Let me continue a bit on the discussion of my last post:
I had an interesting conversation with a member of my group (Kyusho-jitsu Kenkyukai, KJK for short). He was telling me about how troubling an experience it is when you realize the reality of conflict, that you have both the skills to take a life, and the will necessary to employ those skills. It is the moment when you become the kind of person who is actually capable of killing.
Most of us start martial arts training because of a fantasy about martial arts. We imagine we are going to learn what the movie ratings people call “stylized violence.” Stylized violence is noble, fair, cool, exciting, even fun. Real violence is messy and brutal. At some point, the true martial artist must come to grips with this messy, brutal reality. I call this “dancing with the dark side.”
In order to be true martial artists, we must accept violence, accept that we are studying methods whose purpose is ultimately the harm of other human beings, accept that we have the capacity to cause such harm.
This applies even to our training. To do a pressure point knock out, one has to accept that – safe as they are to perform – our training partners might be injured. And, when we practice the more dangerous techniques (toate-no-waza being among the more dangerous) we have to accept that someone might be hurt, and be willing for our training partners to suffer harm at our hands.
This is a difficult step in the development of a martial artist. It involves finding a way to accept violence, finding the capacity to commit violence, finding the willingness to act violently, and finding the ability to control that violence. It means learning how to resolve the warrior’s contradiction – to be able to kill when necessary without becoming a mere killer, to be able to cause injury to others while maintaining the strength of character to never cause such injury unless it is absolutely necessary and right. It is brutal power coupled with moral control, and it is a difficult task to master.
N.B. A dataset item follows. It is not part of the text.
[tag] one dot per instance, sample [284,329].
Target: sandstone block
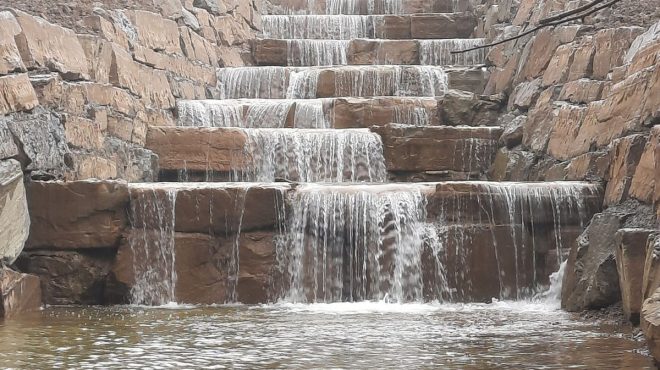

Now, most people who practice a martial art never have to face the reality of conflict. They practice their fantasy of stylized violence, imagining confrontations which result in winning without any harm, and without feelings of sorrow, or regret on their part. They imagine victory without cost, victory which results in everyone becoming friends and drinking tea together. And maybe that is fine for them, but I practice a classical art – tode-jitsu – an art which is about the reality of conflict and the desire to somehow survive such a reality with one’s life and character intact. I practice an art which is, at its heart, about dancing with the dark side.